Após AVC e Alzheimer, fotógrafo ‘arquivo’ de MS enfrenta o câncer
Há 16 anos, com sequência de diagnósticos, Higa continua insistindo em dormir com câmera ao lado
Em meados de 2008, após ter o primeiro AVC (Acidente Vascular Cerebral), o fotógrafo conhecido por ser um arquivo de Mato Grosso do Sul, Roberto Higa, foi diagnosticado com Alzheimer. Desde então, as memórias recentes ficam confusas e, neste ano, a vida precisou ser refeita mais uma vez para enfrentar um câncer. Em meio a tudo isso, o descendente de okinawanos faz questão de continuar dormindo com a câmera ao lado, como sempre fez.
“A vida do repórter fotográfico é uma união de fatos que você acaba fazendo parte daquilo e vendo de tudo. E é engraçado quando algo acontece na sua vida, porque você já viu aquilo de um jeito diferente”, resume Higa sobre os últimos meses. É por isso que ele comenta sobre como perdeu as contas de quantas vezes já não viu e fotografou sobre a doença.
Inclusive, puxando na memória, até mesmo a inauguração do Hospital do Câncer ele diz ter estado para registrar. Higa, que já trabalhou em jornais de Campo Grande e na Secretaria de Comunicação do Governo do Estado, viu grande parte da história regional acontecendo.
Desde “raizeiro” que dizia curar justamente o câncer até o hasteamento da primeira bandeira de Mato Grosso do Sul, histórias não faltam para ser contadas a partir de seu olhar fotográfico.

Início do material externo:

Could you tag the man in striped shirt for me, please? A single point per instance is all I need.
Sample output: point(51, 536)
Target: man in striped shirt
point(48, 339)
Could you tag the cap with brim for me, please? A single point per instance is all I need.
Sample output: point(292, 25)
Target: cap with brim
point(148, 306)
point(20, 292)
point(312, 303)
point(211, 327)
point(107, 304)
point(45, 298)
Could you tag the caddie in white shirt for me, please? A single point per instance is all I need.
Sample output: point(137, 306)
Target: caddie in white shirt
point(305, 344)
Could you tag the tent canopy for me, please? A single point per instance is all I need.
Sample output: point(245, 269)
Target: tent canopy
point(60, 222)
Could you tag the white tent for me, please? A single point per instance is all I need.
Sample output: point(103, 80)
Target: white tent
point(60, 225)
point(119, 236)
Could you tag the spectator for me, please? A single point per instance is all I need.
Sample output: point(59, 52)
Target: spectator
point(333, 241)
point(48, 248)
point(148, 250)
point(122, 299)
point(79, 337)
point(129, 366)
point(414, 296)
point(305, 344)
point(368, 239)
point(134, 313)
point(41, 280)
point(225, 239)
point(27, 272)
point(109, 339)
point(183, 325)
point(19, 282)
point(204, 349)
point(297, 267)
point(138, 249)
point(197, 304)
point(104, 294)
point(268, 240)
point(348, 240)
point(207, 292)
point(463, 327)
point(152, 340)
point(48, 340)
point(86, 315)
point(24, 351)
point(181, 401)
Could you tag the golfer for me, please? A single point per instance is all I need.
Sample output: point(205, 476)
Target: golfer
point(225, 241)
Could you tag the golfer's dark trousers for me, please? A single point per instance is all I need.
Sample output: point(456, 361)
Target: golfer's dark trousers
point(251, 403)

O ponto é que, agora, de um jeito diferente de lidar com o “novo” diagnóstico, Higa confessa que, diferente de pulsar vida como se acostumou, sentiu a revolta com o medo da morte.
Quando você vê a morte pela frente, você vê como a gente não vale nada. E olha como é engraçado o que acontece, eu estava desenvolvendo um projeto para fazer fotografias dos antigos cemitérios de Campo Grande antes de saber do câncer. O rapaz até me ligou, perguntou do câncer e eu disse que agora era hora de dar uma pausa no projeto, que precisava segurar a onda”, diz Higa.
Sobre o diagnóstico, sua esposa, Sandra, explica que a história poderia ter sido ainda mais difícil por uma falha de diagnóstico. Em meados de junho, o fotógrafo começou a sentir um incômodo para engolir e o primeiro médico solicitou um ultrassom.
Como resultado, a resposta foi de que havia um cisto pequeno, do tamanho de um grão de arroz, e que ninguém precisava se preocupar. Pouco tempo depois, Higa fez sua consulta de acompanhamento com endocrinologista e reclamou novamente.
Segundo Sandra, a partir de uma endoscopia solicitada pelo segundo médico foi constatado que o “grão de arroz” tinha crescido e que, na verdade, era um tumor. A partir dali, o tratamento começou e, hoje, o primeiro ciclo da quimioterapia já foi concluído.
Lidando com dias bons e outros ruins, sempre com uma sonda, Higa explica que todo o tratamento é uma união entre desgaste e acolhimento vindo da família e da equipe do hospital.
Já tendo superado momentos de se questionar sobre a doença, ele garante que sua máquina continua acompanhando a variação do cotidiano.
“Eu tive uma vida muito ativa e até hoje eu fotografo, mesmo com o câncer. Acho que essa é uma obrigação minha, esse é o legado que vou deixar. Querendo ou não, é a história da minha vida unida com a da minha cidade e do meu Estado”.
Para exemplificar a afirmação, ele comenta sobre os registros da divisão do Estado e explica que sempre sentiu e continua sentindo uma certa responsabilidade. “Eu tenho comigo que sempre tive um compromisso e, hoje, em qualquer lugar que eu vá, tenho certeza que vou encontrar alguém que me conhece, alguém que conheci o pai, a mãe, os avós”, descreve.
E, graças às memórias antigas que não foram consumidas pelo Alzheimer, ele lembra de ter aprendido a andar com uma escada com fotógrafos de Brasília para não perder os registros, a fotografar mais do que as belezas pelas ruas e de estar presente na maior quantidade de lugares possíveis.
“Ela (a máquina fotográfica) sempre foi e continua sendo minha companheira, vai ser assim. Eu sempre gostei de registrar o cotidiano, ia até em lugar que não era convidado, policiais passavam aqui em casa para me buscar em uma época em que eles levavam a gente para registrar o que iam fazer. Era diferente de hoje, mas o tempo passou e eu continuei”, completa.